Hier, c'était le 1er novembre. Mais c'était il y a très longtemps. Tellement qu'il n'en reste que le rite. Le slogan du 60e anniversaire de la guerre de Libération ? «Alger contre l'Algérie». Explication pour les étrangers ou les indifférents : la capitale a été fermée pour les anciens militaires, les gardes communaux, les métiers divers et les glorieux dix militants du pays : ceux qui ont appelé à manifester pour obtenir le droit de manifester, justement. Ces derniers ont été embarqués un 1er novembre. 2014. Ou 1954. Sur l'échelle des libertés, on est presque aux mêmes dates parfois. Sur l'échelle de la libération, les deux dates sont différentes.

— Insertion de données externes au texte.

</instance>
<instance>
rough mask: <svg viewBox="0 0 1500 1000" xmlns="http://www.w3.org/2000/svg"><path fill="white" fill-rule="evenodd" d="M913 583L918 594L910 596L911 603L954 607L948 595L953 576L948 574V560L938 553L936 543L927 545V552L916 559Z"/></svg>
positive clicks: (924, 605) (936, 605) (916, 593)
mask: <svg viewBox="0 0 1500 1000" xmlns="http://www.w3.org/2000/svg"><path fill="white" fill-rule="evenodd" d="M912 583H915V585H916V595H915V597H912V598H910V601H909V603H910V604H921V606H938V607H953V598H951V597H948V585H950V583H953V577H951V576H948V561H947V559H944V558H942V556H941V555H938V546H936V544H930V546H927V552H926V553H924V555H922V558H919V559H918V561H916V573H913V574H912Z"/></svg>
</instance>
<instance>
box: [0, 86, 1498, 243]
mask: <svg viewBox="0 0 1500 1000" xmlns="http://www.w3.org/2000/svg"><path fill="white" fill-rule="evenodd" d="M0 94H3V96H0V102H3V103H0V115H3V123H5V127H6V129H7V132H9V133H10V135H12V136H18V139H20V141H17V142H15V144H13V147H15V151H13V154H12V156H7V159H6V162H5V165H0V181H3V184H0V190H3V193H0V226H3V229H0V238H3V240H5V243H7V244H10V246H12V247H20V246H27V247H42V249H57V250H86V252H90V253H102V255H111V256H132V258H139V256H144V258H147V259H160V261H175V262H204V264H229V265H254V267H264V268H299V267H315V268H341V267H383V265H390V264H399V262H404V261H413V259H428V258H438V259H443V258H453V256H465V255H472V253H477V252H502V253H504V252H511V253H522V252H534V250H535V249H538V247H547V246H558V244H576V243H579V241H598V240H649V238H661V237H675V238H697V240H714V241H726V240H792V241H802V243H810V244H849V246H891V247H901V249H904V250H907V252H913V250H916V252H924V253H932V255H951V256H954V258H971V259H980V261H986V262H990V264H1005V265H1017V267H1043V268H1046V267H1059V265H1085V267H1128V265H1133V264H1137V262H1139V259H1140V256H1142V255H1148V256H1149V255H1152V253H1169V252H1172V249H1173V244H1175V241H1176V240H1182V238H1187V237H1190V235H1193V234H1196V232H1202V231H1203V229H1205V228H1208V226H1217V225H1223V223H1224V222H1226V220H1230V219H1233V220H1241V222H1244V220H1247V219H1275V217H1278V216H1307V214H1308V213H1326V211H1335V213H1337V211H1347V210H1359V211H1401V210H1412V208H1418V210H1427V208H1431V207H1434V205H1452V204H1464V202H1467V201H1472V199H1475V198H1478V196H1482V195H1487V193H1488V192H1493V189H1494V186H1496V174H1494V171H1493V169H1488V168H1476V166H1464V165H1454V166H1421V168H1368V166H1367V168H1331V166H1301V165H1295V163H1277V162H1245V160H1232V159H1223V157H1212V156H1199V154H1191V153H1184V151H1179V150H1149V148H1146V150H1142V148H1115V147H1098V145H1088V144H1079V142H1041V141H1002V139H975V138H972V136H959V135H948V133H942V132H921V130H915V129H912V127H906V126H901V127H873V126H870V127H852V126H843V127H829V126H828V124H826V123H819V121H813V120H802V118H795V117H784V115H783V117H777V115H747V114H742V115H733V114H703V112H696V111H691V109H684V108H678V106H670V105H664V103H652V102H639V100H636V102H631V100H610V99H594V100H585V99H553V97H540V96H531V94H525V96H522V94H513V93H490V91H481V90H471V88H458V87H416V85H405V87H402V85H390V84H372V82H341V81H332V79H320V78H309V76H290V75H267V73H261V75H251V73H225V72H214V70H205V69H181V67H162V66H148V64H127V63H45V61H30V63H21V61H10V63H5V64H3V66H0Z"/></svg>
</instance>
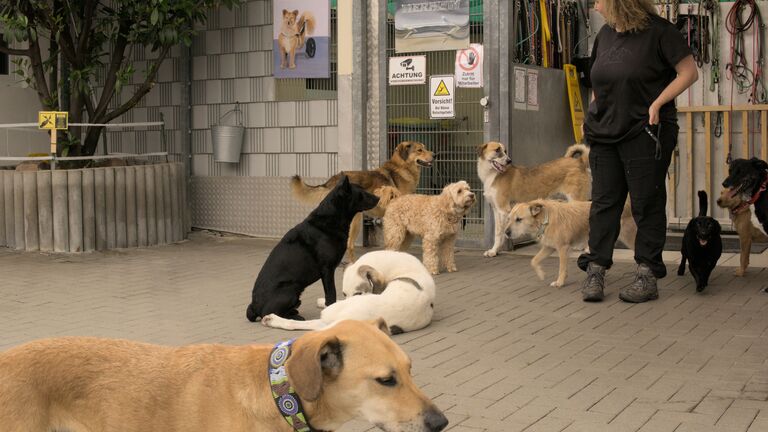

Par contre, d'autres ont pu défiler : Bouteflika au monument, les femmes en haïk, les vieilles voitures, les chevaux au centre-ville. Il faut être malade, femme voilée, animal ou démodé pour avoir le droit de manifester à Alger ? Non : il faut être policiers. Les mêmes qui ont manifesté pour leurs soldes comme des janissaires de la régence ottomane, ont interdit aux autres Algériens de le faire. C'est ainsi : c'est le pays du plus fort gouverné par le plus faible. C'est la force qui vous donne le droit, pas la loi. Les policiers peuvent aller défoncer le portail d'une Présidence vide mais le peuple ne le peut pas. Pour un 1er novembre, le message est clair. Mais arrêtons cependant de revenir sur l'évidence d'un régime composé de bras d'honneur et de bras armés. Revenons à la bonne question stratégique : jusqu'à quand Alger va être contre l'Algérie ? Pas la capitale du petit peuple mais le Palais du régime. Jusqu'à quand la zone autonome va tenir sans tomber ? Il y aura bien un moment financier, historique ou biologique où Alger va céder et se rendre ? La tension est nourrie depuis les années 90 entre cette ville et le pays. Surchargé de vieille rancune et exhumant de vieux réflexes d'avant l'histoire. Alger, en effet, est la ville de l'Autre. Du colon, du conquérant, de l'inquisiteur, du voleur de terres et de bétails. C'est la ville de l'Etranger. Celui est venu d'ailleurs. Elle préfigure le rapport de l'Algérien avec la ville. Du Makhzen d'avant la colonisation, du lien contraint entre le Dey et les tribus. Alger est la fixation de l'armée des frontières. L'enjeu de la guerre de l'été 62. Le but du pouvoir, son domicile fixe et sa hantise. Tout cela fonde le rapport du régime avec son Alger et des Algériens avec cette capitale. C'est une capitale exogène, située hors de portée, en terre interdite. Mais c'est une ville qui tombe à chaque fois. Puis change de mains, puis s'ouvre et se referme très vite. Alger contre l'Algérie est un match nul mais c'est Alger qui perd parfois. En nous perdant.

Et donc, pour ce premier novembre, elle est fermée à tous. C'est la ville-butin de 62 qui attend son 54.